E-Commerce Briefing (Crabstone)
An orange 'easyShop' storefront with OnBuy staff operating the tills and stockroom hidden behind the facade.

easyGroup Didn't Build a Marketplace. It Rented One.

easyGroup is launching easyShop.com without owning any of the technology behind it; OnBuy will run the marketplace on its proprietary OnCommerce platform across 21 European countries. The marketplace itself has become a layer brands rent, the way retailers already rent their AI.

Sir John Crabstone

easyGroup will launch easyShop.com across Europe later this year, and it will not own a line of code in the software that runs it. The site belongs to OnBuy, which will run it on a marketplace platform of its own called OnCommerce — handling the sellers, the tax, and the mechanics the name does not touch. easyGroup supplies the name; the shop itself is rented.

This is less strange than it reads, because easyGroup has never sold anything but a name. Sir Stelios Haji-Ioannou built a conglomerate by licensing one word and one shade of orange to airlines, hotels, and gyms he did not run — easyJet, easyHotel, easyGym each rest on brand arrangements the group does not operate day to day. The businesses differ; the model does not. easyShop carries that habit into commerce. The brand was always the product; now the product has a till it does not own.

OnBuy brings the rest. Its OnCommerce platform already lists more than 100 million products by its own count, with several markets growing past 150% a quarter. OnCommerce is the white-label layer the company sells separately from its own consumer marketplace — infrastructure licensed to brand partners who want a working shop without building one. easyGroup gets a working shop in 21 countries without hiring an engineer. OnBuy gets a tenant whose name is already on the high street.

The trade press calls this easyGroup entering online retail. The more telling pivot is OnBuy’s: it has stopped selling only to shoppers and begun selling the platform itself to brands who want the commerce infrastructure without the build cost. Standing up a marketplace once meant years of engineering; it now means signing with the company that already runs one. The scarce input is no longer the technology. It is a name a shopper trusts.

Retailers have rented capability before, most recently their intelligence. In 2024, the Dutch fashion retailer Omoda built its stylist on Google’s models rather than its own; the cleverness came on licence, the brand stayed on the label. The marketplace is the next layer to come loose from the company whose name sits on it. The brand outsourced its thinking; now it outsources the shop.

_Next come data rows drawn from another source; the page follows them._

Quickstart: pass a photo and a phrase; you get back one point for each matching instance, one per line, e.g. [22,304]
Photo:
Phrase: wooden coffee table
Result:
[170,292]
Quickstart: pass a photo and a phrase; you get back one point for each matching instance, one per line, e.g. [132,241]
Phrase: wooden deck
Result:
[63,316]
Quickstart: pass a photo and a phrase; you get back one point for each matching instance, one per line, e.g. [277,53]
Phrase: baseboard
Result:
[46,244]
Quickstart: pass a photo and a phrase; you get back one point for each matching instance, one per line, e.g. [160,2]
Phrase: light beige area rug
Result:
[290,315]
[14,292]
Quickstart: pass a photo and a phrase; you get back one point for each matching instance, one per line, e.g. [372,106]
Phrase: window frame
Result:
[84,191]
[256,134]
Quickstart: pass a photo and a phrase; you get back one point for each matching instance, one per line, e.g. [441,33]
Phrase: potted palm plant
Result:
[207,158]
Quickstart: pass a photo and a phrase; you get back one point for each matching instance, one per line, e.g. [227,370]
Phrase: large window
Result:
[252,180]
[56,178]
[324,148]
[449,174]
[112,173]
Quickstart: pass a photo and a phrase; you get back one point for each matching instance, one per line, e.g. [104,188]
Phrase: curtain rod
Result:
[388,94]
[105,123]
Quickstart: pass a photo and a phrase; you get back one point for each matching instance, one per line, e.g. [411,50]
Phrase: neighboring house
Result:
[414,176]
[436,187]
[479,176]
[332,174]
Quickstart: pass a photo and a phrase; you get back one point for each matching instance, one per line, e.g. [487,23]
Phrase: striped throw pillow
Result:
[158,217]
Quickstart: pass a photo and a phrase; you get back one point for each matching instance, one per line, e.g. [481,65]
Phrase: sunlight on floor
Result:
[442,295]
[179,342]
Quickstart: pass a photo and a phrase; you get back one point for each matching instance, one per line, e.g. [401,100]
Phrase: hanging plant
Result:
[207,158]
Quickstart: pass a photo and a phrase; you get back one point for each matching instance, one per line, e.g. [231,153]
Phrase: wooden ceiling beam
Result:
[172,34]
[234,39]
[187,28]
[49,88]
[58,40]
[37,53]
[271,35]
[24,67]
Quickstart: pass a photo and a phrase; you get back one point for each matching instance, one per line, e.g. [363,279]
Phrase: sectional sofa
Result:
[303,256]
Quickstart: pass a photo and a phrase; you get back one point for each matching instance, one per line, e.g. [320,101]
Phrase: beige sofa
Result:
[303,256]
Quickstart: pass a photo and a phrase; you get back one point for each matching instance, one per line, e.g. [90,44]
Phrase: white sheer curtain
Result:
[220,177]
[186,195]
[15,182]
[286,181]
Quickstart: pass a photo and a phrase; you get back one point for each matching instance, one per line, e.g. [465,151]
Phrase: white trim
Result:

AI assistance can be licensed by the session; the storefront, it turns out, by the year. The question, for any brand watching this, is what remains genuinely theirs when the infrastructure is all for hire. For now, the name is the answer, and it is a narrower foundation than it sounds.

Stelios has spent three decades proving you can franchise a colour; easyShop proves you can rent whatever the colour points at.

What easyGroup brings is the one thing OnBuy cannot supply: a name shoppers already read as cheap. He has policed that name jealously for years; it is the only asset in this venture not for hire. The platform was always going to be for rent. The open question is how long the name stays worth more than the shop it now points to.